Of the 302 institutional money managers in the survey, Merrill notes, a net 44% expect global growth to strengthen in 2011 (it was only 15% in October.) They are similarly bullish on the outlook for corporate profits (another big change from just two months ago) and they are also bullish on the U.S. stock market, with a net 16% overweight in stocks versus just 1% two months ago. As this repositioning takes place, and is presumably followed up by individual investors making a similar adjustment, it bodes well for stocks in the first half of 2011. Confirming the pro-cyclical tilt, manager are also shifting heavily into energy stocks.
The survey also reveals that big investors now expect inflation to head north, but 6 out of 10 also expect the Fed will not raise interest rates until 2012. That says to me that it’s the best of both worlds–rather than thinking deflation, which leads people to postpone purchases, the crowd is thinking prices will rise. But the fact is, prices are not rising much at all, so we have a positive spend-it-now tude and no real underlying inflation. The notion that the Fed will not raise interest rates soon enough to contain any inflation threat is also kind of bullish. Remember, this hasn’t happened, it’s just what people think. If you’re a business leader and you’re convinced the Fed will not raise rates in 2012, then you have an open runway before you.
Of course, it’s not all blue sky. The money managers surveyed worry that China’s growth could slow quite dramatically in the first quarter, and among fund managers that specialize in Europe there’s optimism in the face of, well, a bad situation that only seems to be getting worse. As Merrill Lynch summarizes, the big investors are steering clear of European banks but remain “relatively constructive on the macro outlook in the face of the European debt crisis.” Good luck on that. They are, however, expecting the Euro to keep falling.
Among all money managers surveyed, Europe tops the list of worries. The number one anxiety, Merrill reports, is the EU sovereign debt funding problem. Much less of a worry, thought still the second biggest concern, is premature fiscal tightening (I assume that’s not directed at any one government in particular) followed by municipal defaults in the U.S., commodity price inflation and China’s real estate market. ( If you can contemplate each of those risks and still feel bullish, maybe you should consider becoming a money manager. ) On balance, though, the Merrill survey survey numbers suggest 2011 could be a pretty decent year, or at least a decent first half, and that’s not bad.
By the way, this is my final blog post for Time.
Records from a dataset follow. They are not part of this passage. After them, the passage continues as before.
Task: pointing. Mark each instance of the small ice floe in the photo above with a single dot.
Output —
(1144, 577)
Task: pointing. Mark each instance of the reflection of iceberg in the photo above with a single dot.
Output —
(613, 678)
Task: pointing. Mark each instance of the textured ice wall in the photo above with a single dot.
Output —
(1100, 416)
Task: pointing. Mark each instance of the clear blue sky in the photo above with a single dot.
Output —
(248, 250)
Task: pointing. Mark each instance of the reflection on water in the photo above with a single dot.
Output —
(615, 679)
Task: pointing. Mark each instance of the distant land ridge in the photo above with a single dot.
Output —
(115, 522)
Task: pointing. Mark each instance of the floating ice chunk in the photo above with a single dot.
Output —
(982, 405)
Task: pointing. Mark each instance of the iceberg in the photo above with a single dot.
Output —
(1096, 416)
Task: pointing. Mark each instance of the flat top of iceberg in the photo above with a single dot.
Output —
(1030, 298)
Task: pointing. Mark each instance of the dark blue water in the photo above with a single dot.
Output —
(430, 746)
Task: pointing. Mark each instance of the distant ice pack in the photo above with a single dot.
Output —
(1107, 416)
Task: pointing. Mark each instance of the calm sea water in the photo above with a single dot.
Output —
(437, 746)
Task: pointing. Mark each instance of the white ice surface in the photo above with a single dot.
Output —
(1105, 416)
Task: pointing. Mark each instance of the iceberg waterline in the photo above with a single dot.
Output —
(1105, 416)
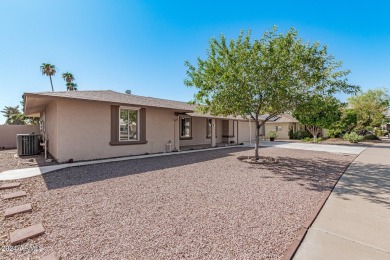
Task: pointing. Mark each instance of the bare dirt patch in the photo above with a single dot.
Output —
(205, 205)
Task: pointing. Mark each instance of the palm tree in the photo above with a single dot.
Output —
(49, 70)
(68, 77)
(70, 86)
(13, 115)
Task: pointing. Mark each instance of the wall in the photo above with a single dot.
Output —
(281, 134)
(198, 132)
(245, 133)
(50, 129)
(8, 133)
(84, 131)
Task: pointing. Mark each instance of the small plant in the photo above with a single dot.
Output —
(353, 137)
(272, 135)
(371, 137)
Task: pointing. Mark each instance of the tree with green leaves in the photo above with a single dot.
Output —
(346, 123)
(49, 70)
(68, 77)
(317, 113)
(70, 86)
(270, 75)
(13, 115)
(370, 108)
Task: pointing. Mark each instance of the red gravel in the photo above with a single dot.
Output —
(205, 205)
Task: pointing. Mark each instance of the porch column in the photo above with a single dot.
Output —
(213, 139)
(176, 134)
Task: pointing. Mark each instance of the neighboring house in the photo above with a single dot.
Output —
(86, 125)
(281, 125)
I’ll soon be joining the staff of Bloomberg Markets magazine (easiest way to find it, just Google it.) where I’ll be writing about Wall Street and the banking industry–two great beats. I’m thrilled about the possibilities but I will also miss working with the talented staff at Time. It’s a great magazine–and now, iPad app–that belongs on every kitchen table. That’s not a sweet goodbye but a call for a better, smarter discourse in America. By the way, the credit for Time’s range and depth goes not just to the staff but also to you, the readers, who probe, challenge and otherwise smarten up our thinking, reporting and editing. Thanks for that.